How to Build a Voice Agent with Real-Time Translation Using OpenAI GPT Realtime 2

What Makes Real-Time Voice Translation Different From Everything Before It

Language barriers cost businesses real money. Missed deals, frustrated customers, slow support — the problem is well-documented. And while machine translation has existed for decades, the pipeline has always been clunky: speak, wait, transcribe, translate, wait again, hear a response. The latency alone makes conversations feel broken.

GPT Realtime 2 changes the equation. OpenAI’s Realtime API now supports speech-to-speech processing across more than 70 languages, with low enough latency to feel like a natural conversation. No chunked transcription. No separate translation step. Audio goes in, translated audio comes out — in near real time.

This guide walks through how to build a real-time translation voice agent using GPT Realtime 2, from WebSocket setup to turn detection to handling multilingual routing. Whether you’re building a customer support tool, a conference interpreter, or a multilingual sales assistant, the same core architecture applies.

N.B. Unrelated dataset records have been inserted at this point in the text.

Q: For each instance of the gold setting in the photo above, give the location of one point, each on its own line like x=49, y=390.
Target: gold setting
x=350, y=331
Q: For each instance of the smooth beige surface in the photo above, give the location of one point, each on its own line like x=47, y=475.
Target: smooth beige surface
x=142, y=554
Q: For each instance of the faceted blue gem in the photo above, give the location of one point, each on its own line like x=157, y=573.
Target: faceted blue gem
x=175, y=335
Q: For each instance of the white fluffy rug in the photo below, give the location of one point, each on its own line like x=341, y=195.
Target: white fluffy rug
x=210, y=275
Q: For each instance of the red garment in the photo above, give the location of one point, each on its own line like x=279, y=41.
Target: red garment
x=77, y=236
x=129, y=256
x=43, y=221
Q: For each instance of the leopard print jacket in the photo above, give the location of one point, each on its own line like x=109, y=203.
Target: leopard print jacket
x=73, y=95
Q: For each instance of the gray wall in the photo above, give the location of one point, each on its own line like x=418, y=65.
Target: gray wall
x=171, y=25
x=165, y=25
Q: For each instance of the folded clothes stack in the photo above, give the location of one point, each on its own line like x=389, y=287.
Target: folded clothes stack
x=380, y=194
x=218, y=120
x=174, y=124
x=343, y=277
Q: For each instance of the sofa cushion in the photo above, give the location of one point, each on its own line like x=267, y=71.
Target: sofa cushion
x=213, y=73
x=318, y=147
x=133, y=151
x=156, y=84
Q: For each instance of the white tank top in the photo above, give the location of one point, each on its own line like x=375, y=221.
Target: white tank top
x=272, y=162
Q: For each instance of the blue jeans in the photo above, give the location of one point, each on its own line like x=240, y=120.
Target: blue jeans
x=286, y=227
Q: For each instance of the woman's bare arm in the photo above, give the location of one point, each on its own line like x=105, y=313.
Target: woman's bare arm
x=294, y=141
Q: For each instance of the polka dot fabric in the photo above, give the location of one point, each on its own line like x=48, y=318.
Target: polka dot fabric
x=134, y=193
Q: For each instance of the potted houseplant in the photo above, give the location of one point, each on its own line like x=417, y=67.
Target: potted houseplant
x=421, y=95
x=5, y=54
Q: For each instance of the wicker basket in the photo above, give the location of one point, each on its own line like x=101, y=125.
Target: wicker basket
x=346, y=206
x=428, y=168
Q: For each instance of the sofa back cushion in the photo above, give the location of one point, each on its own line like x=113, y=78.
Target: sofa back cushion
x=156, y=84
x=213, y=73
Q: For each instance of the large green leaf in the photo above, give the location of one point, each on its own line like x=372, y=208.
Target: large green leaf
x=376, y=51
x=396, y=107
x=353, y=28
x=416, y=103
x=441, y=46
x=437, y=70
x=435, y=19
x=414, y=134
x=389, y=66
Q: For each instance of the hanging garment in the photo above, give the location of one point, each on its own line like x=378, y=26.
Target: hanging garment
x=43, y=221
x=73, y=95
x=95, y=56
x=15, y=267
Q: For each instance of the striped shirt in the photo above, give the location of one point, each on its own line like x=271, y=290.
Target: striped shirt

Understanding the GPT Realtime 2 API

OpenAI’s Realtime API is built around a persistent WebSocket connection. Unlike the standard Chat Completions API, where you send a request and wait for a full response, the Realtime API streams audio bidirectionally in real time.

The model being used here is gpt-4o-realtime-preview — OpenAI’s most capable real-time model at the time of writing. The “Realtime 2” designation refers to the updated 2024/2025 version of this API, which introduced expanded language support, improved turn detection, and more stable multilingual output.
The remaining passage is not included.